TrAISformer -- A Transformer Network with Sparse Augmented Data Representation and Cross Entropy Loss for AIS-based Vessel Trajectory Prediction
Duong Nguyen, Ronan Fablet
TL;DR
TrAISformer tackles medium-range AIS-based vessel trajectory prediction by explicitly modeling heterogeneity and multimodality through a discrete four-hot representation of AIS features and a probabilistic transformer. The method reframes prediction as a multimodal classification problem using a cross-entropy loss over four feature heads, enabling sampling of multiple plausible futures. On public DMA AIS data, it substantially outperforms state-of-the-art approaches, achieving sub-1 nmi errors at short horizons and below 10 nmi up to around 10 hours, with ablations confirming the necessity of its encoding, sparsity, and multimodal loss.

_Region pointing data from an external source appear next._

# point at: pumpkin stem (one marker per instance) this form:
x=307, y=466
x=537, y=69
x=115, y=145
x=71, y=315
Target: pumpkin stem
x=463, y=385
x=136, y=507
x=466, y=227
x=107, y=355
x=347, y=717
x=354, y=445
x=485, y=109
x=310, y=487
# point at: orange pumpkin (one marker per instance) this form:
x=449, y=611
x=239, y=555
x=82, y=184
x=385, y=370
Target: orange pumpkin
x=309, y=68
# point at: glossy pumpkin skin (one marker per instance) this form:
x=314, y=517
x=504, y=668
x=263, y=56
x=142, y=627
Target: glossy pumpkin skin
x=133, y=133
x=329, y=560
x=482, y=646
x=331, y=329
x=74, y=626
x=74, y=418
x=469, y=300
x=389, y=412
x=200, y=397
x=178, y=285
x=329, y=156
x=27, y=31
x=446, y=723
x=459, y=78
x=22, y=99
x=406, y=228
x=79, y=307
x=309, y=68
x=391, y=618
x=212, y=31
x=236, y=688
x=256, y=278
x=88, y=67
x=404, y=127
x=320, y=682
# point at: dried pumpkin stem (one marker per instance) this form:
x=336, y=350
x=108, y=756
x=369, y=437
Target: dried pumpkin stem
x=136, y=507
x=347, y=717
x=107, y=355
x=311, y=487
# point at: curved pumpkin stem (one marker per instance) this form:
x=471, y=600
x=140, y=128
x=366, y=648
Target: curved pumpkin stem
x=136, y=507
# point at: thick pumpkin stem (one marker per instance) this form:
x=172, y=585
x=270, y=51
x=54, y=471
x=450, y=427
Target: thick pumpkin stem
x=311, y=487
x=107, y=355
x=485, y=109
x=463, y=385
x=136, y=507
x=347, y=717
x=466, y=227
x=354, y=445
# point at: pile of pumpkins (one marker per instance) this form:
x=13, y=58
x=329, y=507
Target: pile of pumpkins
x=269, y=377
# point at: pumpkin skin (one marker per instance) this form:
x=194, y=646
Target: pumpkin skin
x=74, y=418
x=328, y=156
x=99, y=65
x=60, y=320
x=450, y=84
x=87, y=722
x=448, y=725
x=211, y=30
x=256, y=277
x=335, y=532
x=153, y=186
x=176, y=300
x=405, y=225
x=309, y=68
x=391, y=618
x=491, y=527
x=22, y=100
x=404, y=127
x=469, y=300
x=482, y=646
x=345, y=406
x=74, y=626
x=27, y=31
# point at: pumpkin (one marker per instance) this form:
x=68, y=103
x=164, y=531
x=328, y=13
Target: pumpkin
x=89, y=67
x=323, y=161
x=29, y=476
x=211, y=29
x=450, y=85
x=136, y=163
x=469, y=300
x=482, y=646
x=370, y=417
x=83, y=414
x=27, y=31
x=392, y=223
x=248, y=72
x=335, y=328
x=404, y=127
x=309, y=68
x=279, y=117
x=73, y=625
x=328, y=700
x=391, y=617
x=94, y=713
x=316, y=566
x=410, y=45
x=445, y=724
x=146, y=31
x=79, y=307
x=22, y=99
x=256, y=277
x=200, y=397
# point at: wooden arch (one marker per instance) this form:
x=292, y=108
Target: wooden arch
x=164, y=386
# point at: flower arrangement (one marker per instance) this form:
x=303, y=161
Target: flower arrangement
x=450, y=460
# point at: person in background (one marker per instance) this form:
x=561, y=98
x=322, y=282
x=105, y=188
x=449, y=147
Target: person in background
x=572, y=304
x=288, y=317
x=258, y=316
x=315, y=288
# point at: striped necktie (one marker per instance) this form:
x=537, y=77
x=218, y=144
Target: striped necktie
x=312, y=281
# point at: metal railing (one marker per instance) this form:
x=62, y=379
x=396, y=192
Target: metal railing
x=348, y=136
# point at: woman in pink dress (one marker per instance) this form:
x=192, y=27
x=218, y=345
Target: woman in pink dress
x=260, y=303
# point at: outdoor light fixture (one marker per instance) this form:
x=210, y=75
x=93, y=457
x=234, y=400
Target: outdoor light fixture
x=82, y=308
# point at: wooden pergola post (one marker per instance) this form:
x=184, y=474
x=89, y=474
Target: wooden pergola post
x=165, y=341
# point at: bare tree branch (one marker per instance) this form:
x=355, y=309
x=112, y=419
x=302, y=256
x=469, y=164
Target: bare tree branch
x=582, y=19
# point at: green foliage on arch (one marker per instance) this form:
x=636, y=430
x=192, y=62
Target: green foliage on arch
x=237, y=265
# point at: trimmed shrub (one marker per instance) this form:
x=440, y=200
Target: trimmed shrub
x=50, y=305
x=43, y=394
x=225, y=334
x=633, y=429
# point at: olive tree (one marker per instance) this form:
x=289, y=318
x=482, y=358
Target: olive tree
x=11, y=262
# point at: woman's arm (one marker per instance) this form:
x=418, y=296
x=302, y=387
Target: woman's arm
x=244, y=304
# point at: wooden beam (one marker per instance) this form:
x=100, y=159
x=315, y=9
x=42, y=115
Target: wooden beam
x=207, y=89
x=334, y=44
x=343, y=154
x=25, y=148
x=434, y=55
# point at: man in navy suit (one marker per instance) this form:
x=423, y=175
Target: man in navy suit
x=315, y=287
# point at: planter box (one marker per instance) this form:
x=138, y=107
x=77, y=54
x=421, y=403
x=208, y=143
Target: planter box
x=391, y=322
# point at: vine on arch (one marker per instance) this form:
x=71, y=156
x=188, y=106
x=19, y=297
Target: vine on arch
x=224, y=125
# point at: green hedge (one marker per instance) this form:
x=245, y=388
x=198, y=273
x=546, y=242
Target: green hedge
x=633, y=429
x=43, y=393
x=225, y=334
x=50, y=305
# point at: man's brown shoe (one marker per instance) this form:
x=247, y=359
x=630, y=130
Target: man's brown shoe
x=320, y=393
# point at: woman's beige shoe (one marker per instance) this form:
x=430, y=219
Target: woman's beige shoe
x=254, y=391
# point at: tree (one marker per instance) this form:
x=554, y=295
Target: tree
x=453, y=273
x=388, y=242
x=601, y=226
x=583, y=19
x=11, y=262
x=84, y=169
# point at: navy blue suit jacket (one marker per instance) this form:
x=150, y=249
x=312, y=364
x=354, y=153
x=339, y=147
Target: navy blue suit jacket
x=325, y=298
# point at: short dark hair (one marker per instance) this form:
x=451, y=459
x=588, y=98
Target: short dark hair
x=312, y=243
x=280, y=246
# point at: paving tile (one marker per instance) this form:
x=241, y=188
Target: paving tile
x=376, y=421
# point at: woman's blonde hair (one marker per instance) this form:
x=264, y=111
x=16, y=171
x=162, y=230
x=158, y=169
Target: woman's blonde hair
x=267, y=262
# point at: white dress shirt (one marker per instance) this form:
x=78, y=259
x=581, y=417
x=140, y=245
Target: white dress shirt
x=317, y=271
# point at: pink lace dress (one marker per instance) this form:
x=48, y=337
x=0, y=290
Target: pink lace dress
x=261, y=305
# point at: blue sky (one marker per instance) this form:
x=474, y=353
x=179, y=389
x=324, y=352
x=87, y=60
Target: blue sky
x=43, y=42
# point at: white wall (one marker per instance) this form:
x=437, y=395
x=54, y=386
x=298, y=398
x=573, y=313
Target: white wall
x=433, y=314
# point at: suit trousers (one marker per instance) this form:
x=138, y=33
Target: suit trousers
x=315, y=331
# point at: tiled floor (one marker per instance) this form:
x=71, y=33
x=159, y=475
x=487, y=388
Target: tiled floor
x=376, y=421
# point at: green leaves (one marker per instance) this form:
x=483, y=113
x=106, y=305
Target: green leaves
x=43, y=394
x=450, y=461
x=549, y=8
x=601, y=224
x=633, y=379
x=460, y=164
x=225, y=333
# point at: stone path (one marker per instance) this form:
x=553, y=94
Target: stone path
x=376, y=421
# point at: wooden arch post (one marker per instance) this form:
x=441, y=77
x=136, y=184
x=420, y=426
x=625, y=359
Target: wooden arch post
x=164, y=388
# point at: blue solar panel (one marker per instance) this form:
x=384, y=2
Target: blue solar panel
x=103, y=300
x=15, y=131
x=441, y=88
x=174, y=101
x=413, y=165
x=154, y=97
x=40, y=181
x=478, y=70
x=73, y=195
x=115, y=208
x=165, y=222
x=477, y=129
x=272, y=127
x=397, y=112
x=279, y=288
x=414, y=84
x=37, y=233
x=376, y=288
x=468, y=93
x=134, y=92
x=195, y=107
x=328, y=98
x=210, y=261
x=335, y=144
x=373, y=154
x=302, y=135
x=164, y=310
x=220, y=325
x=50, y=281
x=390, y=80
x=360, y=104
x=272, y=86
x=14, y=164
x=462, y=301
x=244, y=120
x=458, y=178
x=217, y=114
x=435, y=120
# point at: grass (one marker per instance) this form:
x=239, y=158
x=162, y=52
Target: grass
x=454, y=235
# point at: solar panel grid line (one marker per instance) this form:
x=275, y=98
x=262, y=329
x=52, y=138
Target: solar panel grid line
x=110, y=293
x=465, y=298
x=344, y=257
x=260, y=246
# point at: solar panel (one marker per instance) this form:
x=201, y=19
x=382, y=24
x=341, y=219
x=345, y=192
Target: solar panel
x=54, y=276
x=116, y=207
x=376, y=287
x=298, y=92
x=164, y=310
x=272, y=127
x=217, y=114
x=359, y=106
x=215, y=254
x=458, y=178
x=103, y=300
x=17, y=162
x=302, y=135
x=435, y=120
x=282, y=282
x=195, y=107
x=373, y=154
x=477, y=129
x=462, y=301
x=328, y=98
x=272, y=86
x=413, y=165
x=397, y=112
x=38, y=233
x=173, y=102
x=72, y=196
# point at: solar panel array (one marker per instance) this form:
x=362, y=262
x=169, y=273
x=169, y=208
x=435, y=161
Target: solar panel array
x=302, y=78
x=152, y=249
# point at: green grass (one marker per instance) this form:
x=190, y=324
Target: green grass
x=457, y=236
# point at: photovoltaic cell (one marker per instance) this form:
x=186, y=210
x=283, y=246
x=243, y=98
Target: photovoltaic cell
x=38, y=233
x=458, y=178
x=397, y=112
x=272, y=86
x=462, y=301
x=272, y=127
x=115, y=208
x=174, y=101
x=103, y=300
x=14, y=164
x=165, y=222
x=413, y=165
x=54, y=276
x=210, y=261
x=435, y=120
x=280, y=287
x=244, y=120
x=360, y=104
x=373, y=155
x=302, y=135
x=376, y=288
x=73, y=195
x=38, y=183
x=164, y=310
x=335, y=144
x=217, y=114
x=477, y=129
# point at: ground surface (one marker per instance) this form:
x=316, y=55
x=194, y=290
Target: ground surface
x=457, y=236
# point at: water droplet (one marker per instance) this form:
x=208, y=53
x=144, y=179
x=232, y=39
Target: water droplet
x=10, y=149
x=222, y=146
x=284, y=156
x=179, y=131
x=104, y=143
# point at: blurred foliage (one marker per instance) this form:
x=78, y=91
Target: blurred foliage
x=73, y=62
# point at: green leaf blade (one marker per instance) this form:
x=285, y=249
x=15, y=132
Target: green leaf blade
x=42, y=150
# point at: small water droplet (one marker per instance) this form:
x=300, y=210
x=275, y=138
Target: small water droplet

The work advances maritime surveillance and routing applications and opens avenues for weather-conditioned predictions, interaction modeling, and model compression for operational deployment.
Abstract
Vessel trajectory prediction plays a pivotal role in numerous maritime applications and services. While the Automatic Identification System (AIS) offers a rich source of information to address this task, forecasting vessel trajectory using AIS data remains challenging, even for modern machine learning techniques, because of the inherent heterogeneous and multimodal nature of motion data. In this paper, we propose a novel approach to tackle these challenges. We introduce a discrete, high-dimensional representation of AIS data and a new loss function designed to explicitly address heterogeneity and multimodality. The proposed model-referred to as TrAISformer-is a modified transformer network that extracts long-term temporal patterns in AIS vessel trajectories in the proposed enriched space to forecast the positions of vessels several hours ahead. We report experimental results on real, publicly available AIS data. TrAISformer significantly outperforms state-of-the-art methods, with an average prediction performance below 10 nautical miles up to ~10 hours.